An artistic soul, Chance is, of course, immediately targeted by the school bully, the captain of the soccer team. He develops a crush on his next-door neighbor, another soccer player who is also very into music, and gathers around him his core of weirdos (tough girl and oddball guy).

However, Chance’s amateur appearance at a drag club blows up in his face when the soccer captain’s girlfriend gets hold of one of the photos, and seemingly nothing will enable Chance to peacefully attend school again. Unless, of course, the Battle of the High School Bands has some impact . . .

There is exactly one thing wrong with this film: the dumb jock. He is incredibly annoying, but that makes watching him get his comeuppance even more gratifying. The cast is great, the humor is broad but not as much as Another Gay Movie. At heart, it’s a serious coming of age story couched in a slightly slapstick comedy. [Thursday and Friday, March 22 and 23]
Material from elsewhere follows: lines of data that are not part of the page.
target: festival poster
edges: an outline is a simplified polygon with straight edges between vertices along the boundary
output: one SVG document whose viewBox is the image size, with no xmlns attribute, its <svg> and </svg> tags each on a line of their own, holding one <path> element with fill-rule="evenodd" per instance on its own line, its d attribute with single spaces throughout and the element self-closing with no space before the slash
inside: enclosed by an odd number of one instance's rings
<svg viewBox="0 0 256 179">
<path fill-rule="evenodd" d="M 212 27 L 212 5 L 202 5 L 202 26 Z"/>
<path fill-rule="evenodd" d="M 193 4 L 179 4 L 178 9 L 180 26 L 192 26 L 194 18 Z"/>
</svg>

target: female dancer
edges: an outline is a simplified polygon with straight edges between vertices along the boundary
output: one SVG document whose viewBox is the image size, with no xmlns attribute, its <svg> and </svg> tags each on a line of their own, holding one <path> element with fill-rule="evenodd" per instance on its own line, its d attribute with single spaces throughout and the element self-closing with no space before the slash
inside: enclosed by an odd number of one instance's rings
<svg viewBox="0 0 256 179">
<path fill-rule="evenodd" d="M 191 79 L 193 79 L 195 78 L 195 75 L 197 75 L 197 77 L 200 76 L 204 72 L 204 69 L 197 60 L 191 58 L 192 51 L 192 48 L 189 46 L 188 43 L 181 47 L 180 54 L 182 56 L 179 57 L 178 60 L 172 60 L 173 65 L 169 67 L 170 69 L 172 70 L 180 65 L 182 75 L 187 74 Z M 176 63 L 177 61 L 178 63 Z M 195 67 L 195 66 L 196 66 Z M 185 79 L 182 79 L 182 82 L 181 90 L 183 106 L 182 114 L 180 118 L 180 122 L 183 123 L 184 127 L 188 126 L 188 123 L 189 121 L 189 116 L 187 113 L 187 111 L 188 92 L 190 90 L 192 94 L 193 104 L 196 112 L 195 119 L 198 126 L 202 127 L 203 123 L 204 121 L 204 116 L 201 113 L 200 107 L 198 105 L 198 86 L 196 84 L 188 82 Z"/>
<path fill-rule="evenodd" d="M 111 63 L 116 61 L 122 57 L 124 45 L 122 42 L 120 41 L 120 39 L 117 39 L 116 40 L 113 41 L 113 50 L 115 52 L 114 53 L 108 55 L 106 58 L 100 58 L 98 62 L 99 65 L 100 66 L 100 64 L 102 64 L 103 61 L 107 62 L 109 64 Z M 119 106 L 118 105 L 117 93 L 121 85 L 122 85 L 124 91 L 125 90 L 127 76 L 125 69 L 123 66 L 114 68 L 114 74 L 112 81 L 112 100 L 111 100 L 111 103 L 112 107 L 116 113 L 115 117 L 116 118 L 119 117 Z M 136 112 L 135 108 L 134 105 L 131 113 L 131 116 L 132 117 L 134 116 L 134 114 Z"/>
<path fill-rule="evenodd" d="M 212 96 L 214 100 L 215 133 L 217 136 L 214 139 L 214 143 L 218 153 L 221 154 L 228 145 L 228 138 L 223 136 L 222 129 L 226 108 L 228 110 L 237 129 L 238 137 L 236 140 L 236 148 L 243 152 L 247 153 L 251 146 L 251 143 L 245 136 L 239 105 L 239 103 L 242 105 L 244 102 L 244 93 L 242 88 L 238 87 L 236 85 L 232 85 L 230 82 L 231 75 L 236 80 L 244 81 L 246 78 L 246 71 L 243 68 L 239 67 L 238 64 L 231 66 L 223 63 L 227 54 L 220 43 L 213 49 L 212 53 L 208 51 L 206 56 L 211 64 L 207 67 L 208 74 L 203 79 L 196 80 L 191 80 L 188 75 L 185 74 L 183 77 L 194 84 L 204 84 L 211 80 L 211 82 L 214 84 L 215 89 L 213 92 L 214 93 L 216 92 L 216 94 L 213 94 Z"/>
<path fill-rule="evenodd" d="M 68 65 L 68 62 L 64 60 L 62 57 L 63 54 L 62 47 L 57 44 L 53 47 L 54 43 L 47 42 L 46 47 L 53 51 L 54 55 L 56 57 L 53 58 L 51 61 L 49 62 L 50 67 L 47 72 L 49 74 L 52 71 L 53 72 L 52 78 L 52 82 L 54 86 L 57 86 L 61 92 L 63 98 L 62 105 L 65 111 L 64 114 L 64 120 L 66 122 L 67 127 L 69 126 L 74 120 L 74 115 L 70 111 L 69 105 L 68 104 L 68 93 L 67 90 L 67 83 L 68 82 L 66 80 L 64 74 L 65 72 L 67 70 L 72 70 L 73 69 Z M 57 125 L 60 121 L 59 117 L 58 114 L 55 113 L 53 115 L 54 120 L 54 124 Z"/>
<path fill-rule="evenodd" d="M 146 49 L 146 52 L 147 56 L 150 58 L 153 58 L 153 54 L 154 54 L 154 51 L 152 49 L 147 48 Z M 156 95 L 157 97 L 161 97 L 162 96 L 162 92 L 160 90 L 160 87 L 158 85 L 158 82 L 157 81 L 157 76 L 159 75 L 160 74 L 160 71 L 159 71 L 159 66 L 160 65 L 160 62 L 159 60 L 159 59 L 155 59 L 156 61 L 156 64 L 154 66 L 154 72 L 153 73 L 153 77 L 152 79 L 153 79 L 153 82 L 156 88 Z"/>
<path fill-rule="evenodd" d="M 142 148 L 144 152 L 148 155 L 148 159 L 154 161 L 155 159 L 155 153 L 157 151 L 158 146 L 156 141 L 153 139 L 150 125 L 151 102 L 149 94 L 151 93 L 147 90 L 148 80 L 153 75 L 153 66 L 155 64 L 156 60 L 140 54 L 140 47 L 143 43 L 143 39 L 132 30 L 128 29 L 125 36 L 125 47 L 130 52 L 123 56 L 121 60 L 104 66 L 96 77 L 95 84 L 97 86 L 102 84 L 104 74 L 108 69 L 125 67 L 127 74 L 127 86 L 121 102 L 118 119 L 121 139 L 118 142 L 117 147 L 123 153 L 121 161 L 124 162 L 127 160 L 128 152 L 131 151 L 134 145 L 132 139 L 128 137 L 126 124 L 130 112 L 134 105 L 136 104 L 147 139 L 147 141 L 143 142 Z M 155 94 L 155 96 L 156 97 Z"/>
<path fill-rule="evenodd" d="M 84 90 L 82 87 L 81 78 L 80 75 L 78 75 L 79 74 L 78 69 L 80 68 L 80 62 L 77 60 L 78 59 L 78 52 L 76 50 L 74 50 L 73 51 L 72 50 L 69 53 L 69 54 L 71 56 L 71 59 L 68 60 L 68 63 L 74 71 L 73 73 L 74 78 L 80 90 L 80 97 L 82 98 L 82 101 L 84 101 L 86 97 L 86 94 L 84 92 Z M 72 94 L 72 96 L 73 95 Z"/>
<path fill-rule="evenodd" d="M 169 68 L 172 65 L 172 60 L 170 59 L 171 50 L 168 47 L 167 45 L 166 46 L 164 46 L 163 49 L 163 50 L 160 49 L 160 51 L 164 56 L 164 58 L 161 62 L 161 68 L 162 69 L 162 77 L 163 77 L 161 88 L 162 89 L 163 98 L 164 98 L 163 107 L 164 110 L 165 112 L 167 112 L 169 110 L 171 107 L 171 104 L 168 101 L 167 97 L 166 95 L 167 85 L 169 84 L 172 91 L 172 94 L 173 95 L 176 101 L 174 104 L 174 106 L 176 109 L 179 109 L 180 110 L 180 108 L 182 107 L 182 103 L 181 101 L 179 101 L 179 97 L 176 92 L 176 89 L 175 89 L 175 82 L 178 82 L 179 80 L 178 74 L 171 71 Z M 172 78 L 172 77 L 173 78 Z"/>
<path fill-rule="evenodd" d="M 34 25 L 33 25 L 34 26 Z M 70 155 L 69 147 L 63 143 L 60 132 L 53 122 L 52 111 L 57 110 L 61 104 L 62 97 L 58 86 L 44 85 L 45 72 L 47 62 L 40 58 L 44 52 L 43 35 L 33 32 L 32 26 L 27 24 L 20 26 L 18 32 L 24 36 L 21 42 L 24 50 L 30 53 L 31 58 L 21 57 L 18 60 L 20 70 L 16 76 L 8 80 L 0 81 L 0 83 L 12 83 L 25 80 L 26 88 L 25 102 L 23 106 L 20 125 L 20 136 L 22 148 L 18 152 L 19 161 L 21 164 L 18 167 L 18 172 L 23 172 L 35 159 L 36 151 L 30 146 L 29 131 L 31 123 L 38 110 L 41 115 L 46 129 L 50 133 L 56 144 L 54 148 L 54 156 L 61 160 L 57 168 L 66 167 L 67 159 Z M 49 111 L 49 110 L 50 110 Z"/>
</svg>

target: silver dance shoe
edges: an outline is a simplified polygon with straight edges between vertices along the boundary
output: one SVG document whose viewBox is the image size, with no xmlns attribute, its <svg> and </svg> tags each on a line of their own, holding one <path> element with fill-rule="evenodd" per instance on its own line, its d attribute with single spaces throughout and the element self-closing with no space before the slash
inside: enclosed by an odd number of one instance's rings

Q. Allen Brocka’s Boy Culture, on the other hand, is not so easily described. It’s funny, it’s sexy, it’s clever, and it’s got Darryl Stephens of Noah’s Arc, so it wins the “Oh my gosh, look at that hunk of man” award hands down.

Derek Magyar plays X, a high-priced hustler with an elite clientele. He has two roommates, Joey and Andrew (Stephens). Joey has no visible source of income and pays no rent, while Andrew is a clerk at a video store. However, X needs them to hide his income from the IRS.
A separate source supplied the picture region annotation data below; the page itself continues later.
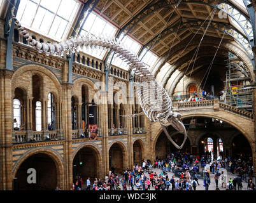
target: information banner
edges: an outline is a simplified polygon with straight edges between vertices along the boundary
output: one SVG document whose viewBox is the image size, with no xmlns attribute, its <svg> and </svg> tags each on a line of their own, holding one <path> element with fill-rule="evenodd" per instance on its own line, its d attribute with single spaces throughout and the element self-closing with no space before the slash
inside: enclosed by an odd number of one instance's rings
<svg viewBox="0 0 256 203">
<path fill-rule="evenodd" d="M 89 106 L 89 140 L 97 140 L 97 106 Z"/>
</svg>

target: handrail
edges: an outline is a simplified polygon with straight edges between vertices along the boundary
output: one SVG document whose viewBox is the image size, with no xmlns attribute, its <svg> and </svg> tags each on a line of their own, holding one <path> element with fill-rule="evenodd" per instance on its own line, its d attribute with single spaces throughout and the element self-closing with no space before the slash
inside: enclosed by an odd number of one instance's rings
<svg viewBox="0 0 256 203">
<path fill-rule="evenodd" d="M 204 100 L 199 102 L 174 102 L 173 106 L 178 110 L 187 108 L 200 108 L 210 107 L 214 108 L 219 108 L 223 110 L 236 114 L 244 117 L 253 119 L 253 114 L 245 110 L 239 109 L 235 107 L 230 106 L 220 102 L 218 100 Z M 199 109 L 201 109 L 200 108 Z"/>
</svg>

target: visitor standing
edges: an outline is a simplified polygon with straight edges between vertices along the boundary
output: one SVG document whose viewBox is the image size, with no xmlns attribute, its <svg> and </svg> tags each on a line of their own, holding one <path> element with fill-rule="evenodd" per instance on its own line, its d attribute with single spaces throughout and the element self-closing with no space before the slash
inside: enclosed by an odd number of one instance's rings
<svg viewBox="0 0 256 203">
<path fill-rule="evenodd" d="M 86 181 L 86 185 L 87 186 L 87 187 L 86 188 L 86 190 L 90 190 L 90 178 L 88 178 L 88 179 Z"/>
</svg>

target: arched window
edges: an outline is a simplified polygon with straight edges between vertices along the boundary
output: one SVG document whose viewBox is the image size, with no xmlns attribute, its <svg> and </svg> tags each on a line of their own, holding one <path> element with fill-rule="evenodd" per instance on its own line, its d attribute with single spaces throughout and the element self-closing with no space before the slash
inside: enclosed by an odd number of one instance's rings
<svg viewBox="0 0 256 203">
<path fill-rule="evenodd" d="M 218 155 L 220 155 L 220 152 L 223 152 L 224 148 L 223 148 L 223 142 L 222 139 L 218 139 Z"/>
<path fill-rule="evenodd" d="M 77 129 L 76 122 L 76 101 L 74 96 L 71 98 L 71 116 L 72 116 L 72 129 Z"/>
<path fill-rule="evenodd" d="M 53 107 L 53 95 L 52 93 L 48 94 L 48 102 L 47 102 L 47 121 L 48 130 L 55 129 L 55 115 L 54 115 L 54 107 Z"/>
<path fill-rule="evenodd" d="M 36 102 L 36 131 L 41 131 L 42 129 L 41 125 L 41 102 Z"/>
<path fill-rule="evenodd" d="M 21 105 L 20 101 L 13 100 L 13 128 L 20 128 L 21 123 Z"/>
<path fill-rule="evenodd" d="M 213 140 L 211 138 L 207 138 L 207 149 L 206 150 L 209 152 L 212 152 L 213 150 Z"/>
</svg>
X takes on a new client, Gregory, who wants to wait to have sex until X desires him as much as he desires X. The two discuss their lives, working through their emotional issues, one of which is that X is in love with Andrew but cannot admit it. He cannot leave himself vulnerable.

However, as Andrew later points out, he can only push him away so many times before Andrew stops trying, and at that point, a visit from Gregory dropping all his own deceptions might not even help.

Had Queer as Folk’s American version been done as well as this film, it would be considered a television classic by people who aren’t gay. It’s sexy without being smutty, clever without being smug, and the cast makes a great ensemble. Brocka, the director of Eating Out, should be proud. [Friday and Saturday, March 16 and 17]

Of course, there will also be the popular 10% Shorts program, almost two hours of queer short films from the U.S. and Spain this year. Showings are on Saturday, March 17 and Thursday, March 22.